Pior que a ausência de discurso só mesmo a capitulação do discurso.

 

Mas a tendência é, acriticamente, para fazer o que toda a gente faz, para dizer o que toda a gente diz.

 

O discurso que segue a tendência dominante evita grandes incómodos.

 

Mas compromete também importantes mudanças!

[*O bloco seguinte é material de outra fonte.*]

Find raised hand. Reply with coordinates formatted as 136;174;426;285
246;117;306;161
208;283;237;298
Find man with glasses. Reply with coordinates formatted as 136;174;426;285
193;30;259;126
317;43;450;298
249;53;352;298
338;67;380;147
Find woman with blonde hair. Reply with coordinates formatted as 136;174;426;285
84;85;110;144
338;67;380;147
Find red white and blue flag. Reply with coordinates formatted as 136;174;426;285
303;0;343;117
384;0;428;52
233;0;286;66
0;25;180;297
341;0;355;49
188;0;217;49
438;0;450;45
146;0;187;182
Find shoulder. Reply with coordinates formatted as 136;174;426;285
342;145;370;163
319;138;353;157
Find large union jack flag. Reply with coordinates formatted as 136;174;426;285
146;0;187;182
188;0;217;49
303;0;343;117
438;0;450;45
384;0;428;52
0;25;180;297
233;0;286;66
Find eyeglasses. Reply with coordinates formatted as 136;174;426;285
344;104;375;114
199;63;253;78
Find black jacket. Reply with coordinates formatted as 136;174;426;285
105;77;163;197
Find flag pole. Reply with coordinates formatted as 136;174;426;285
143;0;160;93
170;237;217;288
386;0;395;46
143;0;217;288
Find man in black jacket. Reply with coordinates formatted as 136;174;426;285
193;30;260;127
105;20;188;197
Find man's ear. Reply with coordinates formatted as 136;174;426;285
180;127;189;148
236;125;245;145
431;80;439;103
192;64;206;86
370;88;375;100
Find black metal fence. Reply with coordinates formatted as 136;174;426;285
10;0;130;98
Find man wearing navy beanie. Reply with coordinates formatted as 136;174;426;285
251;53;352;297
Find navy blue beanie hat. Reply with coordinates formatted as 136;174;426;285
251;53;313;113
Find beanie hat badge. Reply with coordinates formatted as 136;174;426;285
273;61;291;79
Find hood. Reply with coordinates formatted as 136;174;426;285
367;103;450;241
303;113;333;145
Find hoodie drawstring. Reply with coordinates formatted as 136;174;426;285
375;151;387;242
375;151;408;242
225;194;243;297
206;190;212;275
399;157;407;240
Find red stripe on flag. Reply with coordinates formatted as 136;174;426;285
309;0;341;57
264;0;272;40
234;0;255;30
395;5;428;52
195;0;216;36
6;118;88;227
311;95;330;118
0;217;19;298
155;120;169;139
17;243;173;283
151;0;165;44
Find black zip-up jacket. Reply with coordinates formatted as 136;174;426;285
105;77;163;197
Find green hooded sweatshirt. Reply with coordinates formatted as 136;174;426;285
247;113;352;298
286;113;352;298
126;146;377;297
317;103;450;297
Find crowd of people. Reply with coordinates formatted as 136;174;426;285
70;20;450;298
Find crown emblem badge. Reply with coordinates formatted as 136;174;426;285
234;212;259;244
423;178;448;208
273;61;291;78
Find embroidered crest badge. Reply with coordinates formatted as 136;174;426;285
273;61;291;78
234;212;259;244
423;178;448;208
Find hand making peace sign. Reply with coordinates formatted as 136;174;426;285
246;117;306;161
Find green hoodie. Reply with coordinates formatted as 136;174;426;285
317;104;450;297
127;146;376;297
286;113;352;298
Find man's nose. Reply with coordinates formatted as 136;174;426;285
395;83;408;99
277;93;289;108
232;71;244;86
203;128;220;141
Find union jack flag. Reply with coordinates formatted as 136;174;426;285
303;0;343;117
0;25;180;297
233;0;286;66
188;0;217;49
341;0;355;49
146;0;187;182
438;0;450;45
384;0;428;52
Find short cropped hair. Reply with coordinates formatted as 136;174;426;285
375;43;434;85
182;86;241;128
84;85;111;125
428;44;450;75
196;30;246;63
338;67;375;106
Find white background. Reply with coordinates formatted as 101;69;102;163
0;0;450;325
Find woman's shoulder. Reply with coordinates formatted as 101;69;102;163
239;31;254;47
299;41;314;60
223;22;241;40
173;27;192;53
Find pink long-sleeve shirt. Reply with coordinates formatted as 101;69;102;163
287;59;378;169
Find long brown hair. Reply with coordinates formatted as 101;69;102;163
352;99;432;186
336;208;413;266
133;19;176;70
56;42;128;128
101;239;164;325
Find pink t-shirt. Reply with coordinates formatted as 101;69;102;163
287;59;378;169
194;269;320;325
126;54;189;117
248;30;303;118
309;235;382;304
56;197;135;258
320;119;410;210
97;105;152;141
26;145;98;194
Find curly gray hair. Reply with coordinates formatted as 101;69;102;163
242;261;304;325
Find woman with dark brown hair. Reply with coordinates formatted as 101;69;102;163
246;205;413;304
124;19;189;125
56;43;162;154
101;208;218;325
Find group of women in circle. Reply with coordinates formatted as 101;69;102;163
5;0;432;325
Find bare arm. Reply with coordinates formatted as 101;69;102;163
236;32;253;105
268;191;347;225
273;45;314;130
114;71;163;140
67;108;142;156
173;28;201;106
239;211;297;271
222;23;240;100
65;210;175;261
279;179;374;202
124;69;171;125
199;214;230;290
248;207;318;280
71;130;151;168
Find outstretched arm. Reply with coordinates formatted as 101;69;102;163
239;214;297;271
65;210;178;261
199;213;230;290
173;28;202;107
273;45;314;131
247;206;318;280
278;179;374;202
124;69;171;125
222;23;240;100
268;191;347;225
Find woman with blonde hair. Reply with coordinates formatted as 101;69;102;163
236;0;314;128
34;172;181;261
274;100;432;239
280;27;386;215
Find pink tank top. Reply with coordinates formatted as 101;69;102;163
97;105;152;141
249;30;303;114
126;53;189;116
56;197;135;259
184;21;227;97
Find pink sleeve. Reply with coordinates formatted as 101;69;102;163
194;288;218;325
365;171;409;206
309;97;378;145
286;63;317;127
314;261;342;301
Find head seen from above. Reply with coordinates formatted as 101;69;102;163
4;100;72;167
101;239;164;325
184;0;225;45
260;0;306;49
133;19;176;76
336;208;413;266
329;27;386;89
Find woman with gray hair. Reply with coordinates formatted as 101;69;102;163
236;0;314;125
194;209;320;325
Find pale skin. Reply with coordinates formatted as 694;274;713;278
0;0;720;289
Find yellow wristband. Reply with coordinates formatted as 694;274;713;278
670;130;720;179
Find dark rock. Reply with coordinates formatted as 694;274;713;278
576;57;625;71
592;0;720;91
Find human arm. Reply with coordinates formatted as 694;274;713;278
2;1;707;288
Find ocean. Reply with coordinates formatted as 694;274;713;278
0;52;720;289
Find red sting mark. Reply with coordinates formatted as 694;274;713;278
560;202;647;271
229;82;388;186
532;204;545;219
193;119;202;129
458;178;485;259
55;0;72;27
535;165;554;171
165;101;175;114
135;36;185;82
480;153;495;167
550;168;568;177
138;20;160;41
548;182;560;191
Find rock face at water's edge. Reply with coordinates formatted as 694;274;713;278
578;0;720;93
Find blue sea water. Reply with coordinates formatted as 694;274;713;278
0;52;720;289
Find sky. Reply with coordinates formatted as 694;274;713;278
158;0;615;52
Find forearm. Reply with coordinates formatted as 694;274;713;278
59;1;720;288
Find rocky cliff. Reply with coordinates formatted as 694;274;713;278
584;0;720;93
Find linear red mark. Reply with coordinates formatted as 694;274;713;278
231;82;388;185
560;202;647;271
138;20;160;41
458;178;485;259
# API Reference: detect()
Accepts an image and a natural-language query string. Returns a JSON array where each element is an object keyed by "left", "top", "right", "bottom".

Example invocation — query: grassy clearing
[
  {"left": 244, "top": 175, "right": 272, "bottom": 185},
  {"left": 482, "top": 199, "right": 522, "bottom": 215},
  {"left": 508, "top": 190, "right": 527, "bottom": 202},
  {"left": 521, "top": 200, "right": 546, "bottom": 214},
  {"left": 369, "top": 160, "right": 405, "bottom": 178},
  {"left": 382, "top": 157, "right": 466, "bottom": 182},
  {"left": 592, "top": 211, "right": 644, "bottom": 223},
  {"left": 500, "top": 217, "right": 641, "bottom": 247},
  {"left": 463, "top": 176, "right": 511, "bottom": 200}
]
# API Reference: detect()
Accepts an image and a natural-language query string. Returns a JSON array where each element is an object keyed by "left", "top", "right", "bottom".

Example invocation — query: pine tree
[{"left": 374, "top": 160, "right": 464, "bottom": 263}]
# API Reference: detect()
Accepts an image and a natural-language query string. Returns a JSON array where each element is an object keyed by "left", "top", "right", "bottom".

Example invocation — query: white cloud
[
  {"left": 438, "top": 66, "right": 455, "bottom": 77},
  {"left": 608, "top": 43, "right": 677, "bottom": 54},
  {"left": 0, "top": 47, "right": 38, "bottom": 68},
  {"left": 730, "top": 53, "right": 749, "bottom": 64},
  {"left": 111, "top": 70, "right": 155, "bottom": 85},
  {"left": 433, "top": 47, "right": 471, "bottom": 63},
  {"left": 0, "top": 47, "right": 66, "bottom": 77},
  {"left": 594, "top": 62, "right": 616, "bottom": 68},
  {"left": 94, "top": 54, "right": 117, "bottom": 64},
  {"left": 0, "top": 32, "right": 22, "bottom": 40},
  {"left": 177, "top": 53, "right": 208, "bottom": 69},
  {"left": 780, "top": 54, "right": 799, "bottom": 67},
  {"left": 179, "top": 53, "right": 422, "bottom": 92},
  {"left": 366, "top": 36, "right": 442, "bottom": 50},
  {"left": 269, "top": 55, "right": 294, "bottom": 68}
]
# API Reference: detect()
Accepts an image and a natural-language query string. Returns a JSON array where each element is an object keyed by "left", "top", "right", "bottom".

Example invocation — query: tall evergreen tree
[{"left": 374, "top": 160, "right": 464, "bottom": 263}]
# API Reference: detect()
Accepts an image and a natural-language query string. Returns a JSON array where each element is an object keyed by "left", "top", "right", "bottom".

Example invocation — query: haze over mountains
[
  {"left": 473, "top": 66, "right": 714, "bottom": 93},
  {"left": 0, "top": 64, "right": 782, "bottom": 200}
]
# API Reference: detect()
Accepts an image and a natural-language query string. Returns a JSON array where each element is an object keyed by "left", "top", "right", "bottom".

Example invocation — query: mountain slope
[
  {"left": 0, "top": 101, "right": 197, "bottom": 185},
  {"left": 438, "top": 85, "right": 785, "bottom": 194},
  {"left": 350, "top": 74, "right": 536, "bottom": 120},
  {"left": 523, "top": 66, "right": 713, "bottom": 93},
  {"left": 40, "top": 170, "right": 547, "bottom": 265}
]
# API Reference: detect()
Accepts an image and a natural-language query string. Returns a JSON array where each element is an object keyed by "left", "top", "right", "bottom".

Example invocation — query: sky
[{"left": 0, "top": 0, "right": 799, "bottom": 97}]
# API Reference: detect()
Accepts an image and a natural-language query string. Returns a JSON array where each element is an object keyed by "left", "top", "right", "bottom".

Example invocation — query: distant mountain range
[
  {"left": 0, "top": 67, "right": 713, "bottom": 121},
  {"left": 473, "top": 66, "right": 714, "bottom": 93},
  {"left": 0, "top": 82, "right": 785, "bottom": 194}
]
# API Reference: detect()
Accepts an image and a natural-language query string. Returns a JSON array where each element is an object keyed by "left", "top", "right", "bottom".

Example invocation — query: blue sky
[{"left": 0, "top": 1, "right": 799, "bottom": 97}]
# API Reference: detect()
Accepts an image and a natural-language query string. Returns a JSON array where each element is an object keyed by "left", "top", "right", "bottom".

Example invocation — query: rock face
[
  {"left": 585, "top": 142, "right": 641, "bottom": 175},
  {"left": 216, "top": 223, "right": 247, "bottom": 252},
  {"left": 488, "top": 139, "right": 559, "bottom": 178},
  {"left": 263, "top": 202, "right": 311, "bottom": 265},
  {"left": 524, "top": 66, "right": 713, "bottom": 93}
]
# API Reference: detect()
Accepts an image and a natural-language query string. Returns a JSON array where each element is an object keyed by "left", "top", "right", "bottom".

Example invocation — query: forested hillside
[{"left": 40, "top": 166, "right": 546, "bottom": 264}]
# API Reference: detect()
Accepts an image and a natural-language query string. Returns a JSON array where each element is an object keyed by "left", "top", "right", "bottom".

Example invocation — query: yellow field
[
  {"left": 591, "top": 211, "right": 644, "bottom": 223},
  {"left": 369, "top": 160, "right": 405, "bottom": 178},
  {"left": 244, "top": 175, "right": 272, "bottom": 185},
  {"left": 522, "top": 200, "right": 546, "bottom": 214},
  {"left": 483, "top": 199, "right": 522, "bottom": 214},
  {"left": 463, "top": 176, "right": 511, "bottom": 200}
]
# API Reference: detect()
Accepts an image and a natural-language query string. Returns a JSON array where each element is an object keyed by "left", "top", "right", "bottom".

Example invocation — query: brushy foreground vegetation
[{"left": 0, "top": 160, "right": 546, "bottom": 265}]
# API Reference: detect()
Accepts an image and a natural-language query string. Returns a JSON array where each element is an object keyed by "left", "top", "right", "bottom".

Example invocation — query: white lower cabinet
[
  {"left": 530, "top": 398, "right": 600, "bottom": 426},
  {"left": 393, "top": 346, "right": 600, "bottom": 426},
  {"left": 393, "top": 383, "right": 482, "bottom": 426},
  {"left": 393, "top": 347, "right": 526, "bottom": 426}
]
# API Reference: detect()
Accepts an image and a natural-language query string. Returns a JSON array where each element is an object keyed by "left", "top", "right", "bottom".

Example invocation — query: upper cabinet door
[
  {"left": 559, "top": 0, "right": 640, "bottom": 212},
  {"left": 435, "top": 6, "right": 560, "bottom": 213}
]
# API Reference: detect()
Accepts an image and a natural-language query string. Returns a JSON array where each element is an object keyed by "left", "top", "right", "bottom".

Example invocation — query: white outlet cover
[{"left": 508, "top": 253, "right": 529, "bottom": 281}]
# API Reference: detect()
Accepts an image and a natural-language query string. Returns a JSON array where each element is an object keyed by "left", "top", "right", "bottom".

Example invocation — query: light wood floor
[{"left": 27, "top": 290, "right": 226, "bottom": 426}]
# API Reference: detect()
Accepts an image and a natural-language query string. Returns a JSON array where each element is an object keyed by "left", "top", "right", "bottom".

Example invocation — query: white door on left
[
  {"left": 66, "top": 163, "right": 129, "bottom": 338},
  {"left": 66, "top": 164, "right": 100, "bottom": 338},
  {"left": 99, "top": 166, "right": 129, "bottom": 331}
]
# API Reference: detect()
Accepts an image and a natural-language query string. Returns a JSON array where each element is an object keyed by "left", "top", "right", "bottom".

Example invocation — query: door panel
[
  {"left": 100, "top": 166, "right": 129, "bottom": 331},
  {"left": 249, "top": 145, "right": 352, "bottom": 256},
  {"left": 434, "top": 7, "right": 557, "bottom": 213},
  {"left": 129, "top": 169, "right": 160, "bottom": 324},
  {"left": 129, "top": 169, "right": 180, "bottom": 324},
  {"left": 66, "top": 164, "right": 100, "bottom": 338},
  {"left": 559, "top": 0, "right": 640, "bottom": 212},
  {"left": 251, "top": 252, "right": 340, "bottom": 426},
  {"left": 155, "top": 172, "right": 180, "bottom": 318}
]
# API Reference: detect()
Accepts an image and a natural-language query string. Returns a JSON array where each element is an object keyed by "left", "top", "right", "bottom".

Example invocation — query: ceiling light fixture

publicado por Theosfera às 22:14

‎2012 poderá ser o melhor ano das nossas vidas.
Nunca terá havido tantas dificuldades. Nunca haverá, por isso, tão grandes possibilidades.
Eberhard Jungel asseverou: «Quanto maiores são as dificuldades, tanto maiores são as possibilidades». 
A felicidade não vem da facilidade. O que vale custa. O que custa vale.
Os problemas serão grandes. A vontade de os vencer será maior.
Deixemos de falar de mudança. Comecemos a mudar!
publicado por Theosfera às 22:12

São momentos com estes que mais certificam que a nossa vida é tecida, na sua grande parte, de muitas ausências.
A nossa presença mútua por estas horas faz sobressair as prolongadas ausências de muitas horas, de imensos dias.
Somos peregrinos no tempo. Nómadas uns dos outros!
publicado por Theosfera às 18:45

É nas alturas que a solidão de muitos é ainda mais solitária, ainda mais dolorosa.
Estamos sós quando estamos isolados. E, muitas vezes, sós continuamos quando estamos acompanhados.
A vida é um mistério. O ser humano é um enigma.
Nenhum conhecimento o decifra. Só a esperança a pode transformar!
publicado por Theosfera às 18:43

Gandhi dizia: «O que importa é o fim para o qual é o chamado».
Neste fim de ano, parece haver uma dificuldade em perceber qual é a finalidade dos nossos passos.
Nem o fim é totalmente fim. O fim abre as portas a um novo começa. O fim de um ano gera um novo ano.
O fim da vida não impede o desabrochamento do início da vida!
A eternidade habita-nos no tempo, em cada «átomo» do nosso viver!
publicado por Theosfera às 18:42

Que a paz brilhe. Neste dia. Neste ano. Neste mundo. Nesta vida.
Seja paz. E tenha sempre muita paz.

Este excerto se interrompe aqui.